Given PDE
$zz_x-zz_y=z^2+(x+y)^2$
I had solved problem and found that solution is
$F(x+y,\log(x^2+y^2+z^2+2xy)-2x)=0$
I know how to solve Above type of PDE.
But problem is that I do not know what is above function means?
Please can someone kindly give information about solution denoted by function $F(u(x,y),v(x,y))=0$ ?
Any Help will be appreciated.
$$zz_x-zz_y=z^2+(x+y)^2$$ The Charpit-Lagrange system of equations is : https://en.wikipedia.org/wiki/Method_of_characteristics $$\frac{dx}{z}=\frac{dy}{-z}=\frac{dz}{z^2+(x+y)^2}$$ A first characteristic equation comes from $\frac{dx}{z}=\frac{dy}{-z}$ which leads to : $$x+y=c_1$$ A second characteristic equation comes from $\frac{dx}{z}=\frac{dz}{z^2+(x+y)^2}$ which leads to :
$\frac{dx}{z}=\frac{dz}{z^2+c_1^2}\quad;\quad 2dx=\frac{d(z^2)}{z^2+c_1^2}\quad;\quad 2x=\ln(z^2+c_1^2)+$constant. $$\ln(z^2+c_1^2)-2x=c_2$$ $$\ln(z^2+(x+y)^2)-2x=c_2$$ $$\ln(x^2+y^2+z^2+2xy)-2x=c_2$$ The general solution of the PDE expressed on the form of implicite equation $F(c_1,c_2)=0$ is : $$F\big((x+y)\:,\: (\ln(x^2+y^2+z^2+2xy)-2x)\big)=0$$ where $F$ is an arbitrary function of two variables.
This means that you can take the function $F$ as you like.
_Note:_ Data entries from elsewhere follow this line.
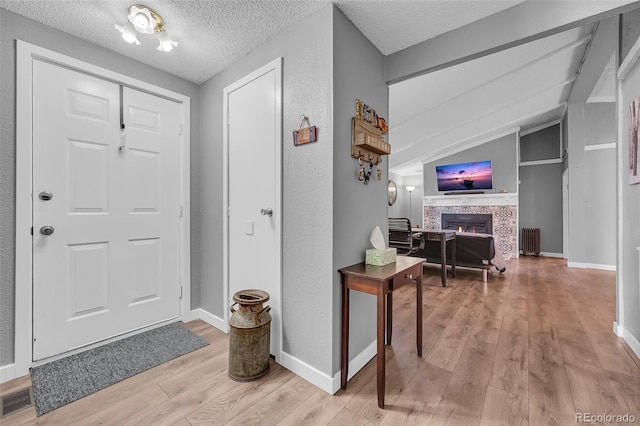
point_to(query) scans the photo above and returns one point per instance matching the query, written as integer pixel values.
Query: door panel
(252, 139)
(111, 264)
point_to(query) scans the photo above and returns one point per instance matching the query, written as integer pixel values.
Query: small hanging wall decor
(305, 134)
(368, 144)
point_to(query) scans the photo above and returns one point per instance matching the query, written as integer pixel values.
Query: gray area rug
(68, 379)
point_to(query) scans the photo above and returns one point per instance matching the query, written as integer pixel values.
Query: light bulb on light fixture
(128, 33)
(144, 20)
(166, 44)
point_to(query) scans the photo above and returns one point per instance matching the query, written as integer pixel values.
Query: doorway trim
(23, 317)
(275, 65)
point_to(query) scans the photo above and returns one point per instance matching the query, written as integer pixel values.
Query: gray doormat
(68, 379)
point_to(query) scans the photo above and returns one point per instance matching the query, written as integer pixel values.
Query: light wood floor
(533, 346)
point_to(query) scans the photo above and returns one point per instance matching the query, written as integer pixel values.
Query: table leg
(380, 357)
(389, 316)
(344, 353)
(443, 258)
(453, 257)
(419, 312)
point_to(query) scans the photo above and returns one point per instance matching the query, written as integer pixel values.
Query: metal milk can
(249, 335)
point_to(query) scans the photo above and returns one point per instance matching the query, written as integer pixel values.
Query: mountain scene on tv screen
(464, 176)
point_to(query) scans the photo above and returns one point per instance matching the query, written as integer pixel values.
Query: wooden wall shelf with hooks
(367, 142)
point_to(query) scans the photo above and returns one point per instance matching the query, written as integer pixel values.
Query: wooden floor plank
(418, 402)
(531, 346)
(504, 408)
(591, 391)
(549, 388)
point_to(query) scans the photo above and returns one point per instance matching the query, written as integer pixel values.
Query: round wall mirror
(393, 192)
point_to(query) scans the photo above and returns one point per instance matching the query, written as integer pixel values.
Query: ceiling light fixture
(144, 20)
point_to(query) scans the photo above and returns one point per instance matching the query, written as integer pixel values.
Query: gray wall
(541, 145)
(629, 258)
(629, 31)
(358, 73)
(540, 195)
(14, 27)
(402, 205)
(592, 188)
(540, 204)
(592, 184)
(501, 152)
(307, 191)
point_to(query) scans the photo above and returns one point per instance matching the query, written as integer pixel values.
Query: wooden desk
(381, 281)
(442, 235)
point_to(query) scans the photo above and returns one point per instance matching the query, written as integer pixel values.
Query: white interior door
(254, 137)
(109, 263)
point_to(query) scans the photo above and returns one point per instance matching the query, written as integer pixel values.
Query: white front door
(254, 137)
(105, 210)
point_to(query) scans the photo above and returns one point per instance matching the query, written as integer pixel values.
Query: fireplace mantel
(503, 207)
(494, 199)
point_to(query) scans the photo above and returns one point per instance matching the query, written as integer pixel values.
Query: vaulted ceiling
(429, 116)
(462, 106)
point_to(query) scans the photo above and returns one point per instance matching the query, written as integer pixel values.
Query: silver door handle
(47, 230)
(45, 195)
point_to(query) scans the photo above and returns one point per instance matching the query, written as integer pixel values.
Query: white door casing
(111, 265)
(252, 189)
(26, 54)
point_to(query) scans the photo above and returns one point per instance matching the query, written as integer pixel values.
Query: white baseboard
(329, 384)
(356, 364)
(547, 254)
(633, 343)
(307, 372)
(210, 319)
(7, 372)
(591, 266)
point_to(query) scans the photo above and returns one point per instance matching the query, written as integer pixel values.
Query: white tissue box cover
(380, 257)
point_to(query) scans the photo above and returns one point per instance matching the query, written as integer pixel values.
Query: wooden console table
(381, 281)
(443, 235)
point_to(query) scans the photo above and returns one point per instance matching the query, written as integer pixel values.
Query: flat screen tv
(464, 176)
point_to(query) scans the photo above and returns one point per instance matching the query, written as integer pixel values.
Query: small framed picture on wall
(634, 155)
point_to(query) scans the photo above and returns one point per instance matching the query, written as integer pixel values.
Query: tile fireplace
(468, 222)
(500, 211)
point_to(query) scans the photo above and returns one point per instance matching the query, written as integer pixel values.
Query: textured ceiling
(519, 88)
(212, 34)
(429, 117)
For example if you take $F(X,Y)=X^3-Y^2$ you get $(x+y)^3-(\ln(x^2+y^2+z^2+2xy)-2x)^2=0$ which is a particular solution of the PDE expressed on the form of implicit equation.
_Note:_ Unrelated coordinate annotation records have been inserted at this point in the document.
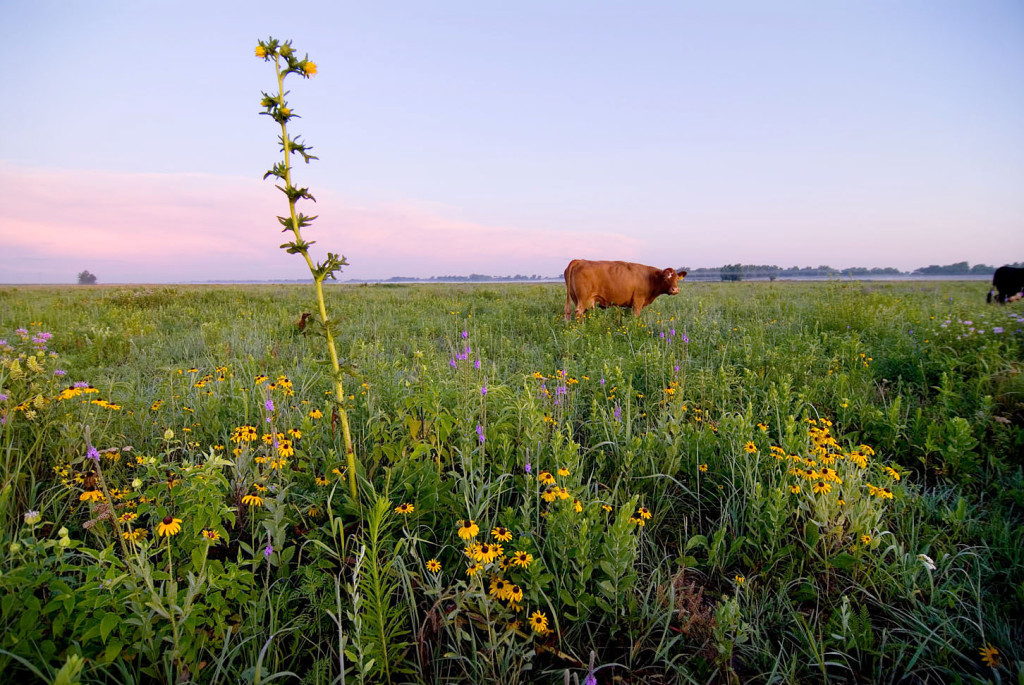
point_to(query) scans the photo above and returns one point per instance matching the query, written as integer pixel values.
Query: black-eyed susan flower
(169, 526)
(468, 528)
(500, 588)
(520, 558)
(485, 553)
(539, 623)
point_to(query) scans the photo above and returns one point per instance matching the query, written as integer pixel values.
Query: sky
(464, 136)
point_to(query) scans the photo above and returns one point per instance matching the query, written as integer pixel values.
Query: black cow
(1008, 284)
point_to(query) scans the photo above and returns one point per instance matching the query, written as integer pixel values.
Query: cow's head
(671, 279)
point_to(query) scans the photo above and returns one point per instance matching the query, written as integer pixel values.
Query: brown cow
(613, 283)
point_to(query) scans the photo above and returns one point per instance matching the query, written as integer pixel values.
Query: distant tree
(732, 272)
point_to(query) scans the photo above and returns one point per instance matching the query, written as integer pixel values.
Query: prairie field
(772, 482)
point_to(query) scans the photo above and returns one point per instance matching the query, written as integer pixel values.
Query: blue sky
(500, 138)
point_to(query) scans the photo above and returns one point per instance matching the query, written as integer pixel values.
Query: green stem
(339, 390)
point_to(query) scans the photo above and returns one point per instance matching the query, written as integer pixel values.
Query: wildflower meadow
(770, 482)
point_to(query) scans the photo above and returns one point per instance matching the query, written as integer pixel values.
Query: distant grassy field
(751, 482)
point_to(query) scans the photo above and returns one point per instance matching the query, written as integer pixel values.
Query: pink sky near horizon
(138, 227)
(458, 137)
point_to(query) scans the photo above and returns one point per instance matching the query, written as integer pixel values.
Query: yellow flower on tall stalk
(990, 655)
(520, 558)
(486, 553)
(539, 623)
(468, 528)
(169, 526)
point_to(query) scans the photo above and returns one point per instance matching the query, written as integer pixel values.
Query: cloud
(182, 226)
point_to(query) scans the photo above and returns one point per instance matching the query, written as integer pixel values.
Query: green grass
(735, 576)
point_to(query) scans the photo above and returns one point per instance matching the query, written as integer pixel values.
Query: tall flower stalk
(287, 62)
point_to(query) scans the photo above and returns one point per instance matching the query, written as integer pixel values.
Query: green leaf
(108, 624)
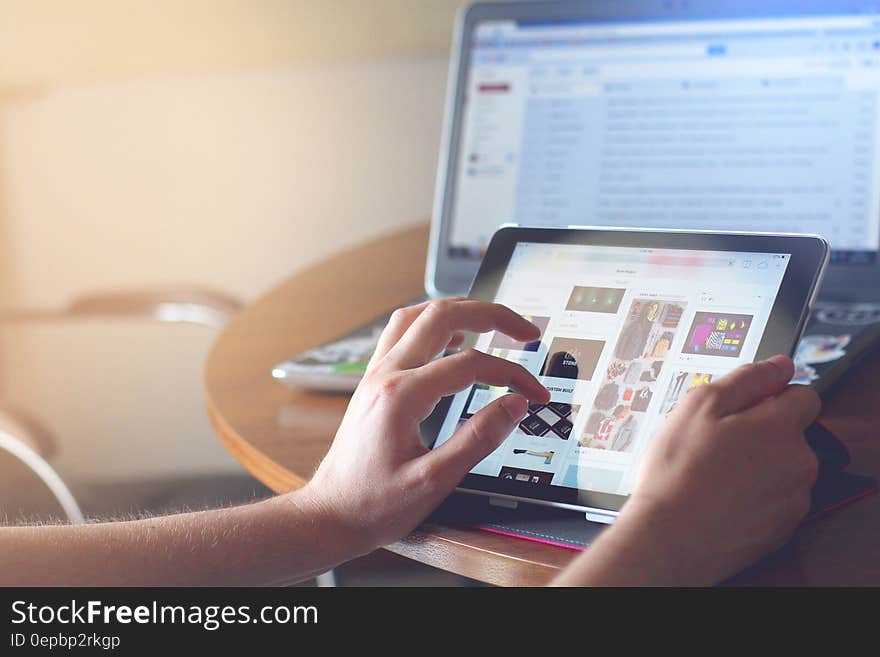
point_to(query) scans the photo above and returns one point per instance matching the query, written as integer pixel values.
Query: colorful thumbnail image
(717, 334)
(553, 420)
(595, 299)
(681, 384)
(501, 341)
(572, 358)
(627, 389)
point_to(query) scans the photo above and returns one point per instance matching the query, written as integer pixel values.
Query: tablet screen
(627, 332)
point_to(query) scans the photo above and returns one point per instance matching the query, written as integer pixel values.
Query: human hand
(725, 480)
(378, 481)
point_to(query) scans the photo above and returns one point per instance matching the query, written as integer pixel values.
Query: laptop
(706, 114)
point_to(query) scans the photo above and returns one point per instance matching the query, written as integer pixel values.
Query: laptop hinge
(503, 502)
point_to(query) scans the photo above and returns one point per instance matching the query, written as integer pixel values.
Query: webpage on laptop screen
(767, 125)
(626, 333)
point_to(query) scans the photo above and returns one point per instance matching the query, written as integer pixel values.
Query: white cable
(45, 472)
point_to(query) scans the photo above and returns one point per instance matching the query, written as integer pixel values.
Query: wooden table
(280, 435)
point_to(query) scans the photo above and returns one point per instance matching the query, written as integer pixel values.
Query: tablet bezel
(788, 317)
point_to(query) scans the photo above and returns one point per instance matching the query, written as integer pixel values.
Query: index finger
(798, 405)
(748, 385)
(435, 326)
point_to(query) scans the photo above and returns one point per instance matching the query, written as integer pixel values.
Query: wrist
(331, 532)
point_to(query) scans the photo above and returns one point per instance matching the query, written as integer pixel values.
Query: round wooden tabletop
(280, 435)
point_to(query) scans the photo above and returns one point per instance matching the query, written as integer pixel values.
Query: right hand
(725, 480)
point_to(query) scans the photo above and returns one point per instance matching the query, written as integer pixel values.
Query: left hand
(378, 481)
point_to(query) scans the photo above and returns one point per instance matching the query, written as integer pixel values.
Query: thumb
(477, 438)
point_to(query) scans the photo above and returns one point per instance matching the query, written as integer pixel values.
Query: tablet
(631, 321)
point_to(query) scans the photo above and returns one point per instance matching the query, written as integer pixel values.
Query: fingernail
(783, 364)
(516, 406)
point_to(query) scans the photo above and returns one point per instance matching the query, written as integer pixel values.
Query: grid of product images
(599, 419)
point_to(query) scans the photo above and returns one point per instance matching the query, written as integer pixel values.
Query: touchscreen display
(626, 333)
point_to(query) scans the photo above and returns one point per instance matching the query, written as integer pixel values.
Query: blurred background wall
(214, 142)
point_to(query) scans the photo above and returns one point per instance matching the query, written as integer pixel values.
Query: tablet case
(569, 529)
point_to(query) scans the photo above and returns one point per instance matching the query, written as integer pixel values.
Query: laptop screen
(766, 124)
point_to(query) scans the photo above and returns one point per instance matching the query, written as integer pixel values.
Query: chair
(27, 439)
(30, 486)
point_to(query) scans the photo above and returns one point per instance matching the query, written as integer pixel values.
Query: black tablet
(631, 321)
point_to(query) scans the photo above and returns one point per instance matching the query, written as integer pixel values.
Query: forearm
(276, 541)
Since they are an infinity of functions $F$ they are an infinity of solutions insofar no boundary condition is specified.
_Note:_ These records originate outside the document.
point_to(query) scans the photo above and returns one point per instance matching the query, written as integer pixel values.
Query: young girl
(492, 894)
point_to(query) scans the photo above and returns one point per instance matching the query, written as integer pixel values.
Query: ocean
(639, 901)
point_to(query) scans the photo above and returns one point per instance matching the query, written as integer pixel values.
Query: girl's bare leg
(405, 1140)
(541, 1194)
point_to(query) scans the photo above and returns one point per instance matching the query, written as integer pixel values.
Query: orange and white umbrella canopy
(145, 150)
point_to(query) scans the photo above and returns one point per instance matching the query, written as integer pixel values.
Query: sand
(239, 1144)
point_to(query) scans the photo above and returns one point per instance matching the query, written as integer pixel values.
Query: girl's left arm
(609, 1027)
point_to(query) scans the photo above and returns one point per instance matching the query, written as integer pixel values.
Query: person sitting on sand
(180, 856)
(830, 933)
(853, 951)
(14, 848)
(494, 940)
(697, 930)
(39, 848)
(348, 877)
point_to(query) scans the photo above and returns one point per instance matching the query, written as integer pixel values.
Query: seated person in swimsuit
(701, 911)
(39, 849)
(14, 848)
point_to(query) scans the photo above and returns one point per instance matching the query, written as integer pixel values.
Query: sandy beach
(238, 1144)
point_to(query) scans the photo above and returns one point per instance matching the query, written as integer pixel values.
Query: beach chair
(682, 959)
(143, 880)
In order to determine the function $F$ some boundary conditions must be specified.
NOTE :
Equivalently the solutions can be expressed on explicit form $c_2=\phi(c_1)$ : $$\ln((x+y)^2+z^2)-2x=\phi(x+y)$$ where $\phi$ is an arbitrary function. $$(x+y)^2+z^2=e^{\phi(x+y)+2x}=e^{2x}f(x+y)$$ where $f$ is an arbitrary function. $$z=\pm\sqrt{e^{2x}f(x+y)-(x+y)^2}$$ Some boundary conditions must be specified in order to determine the function $f$.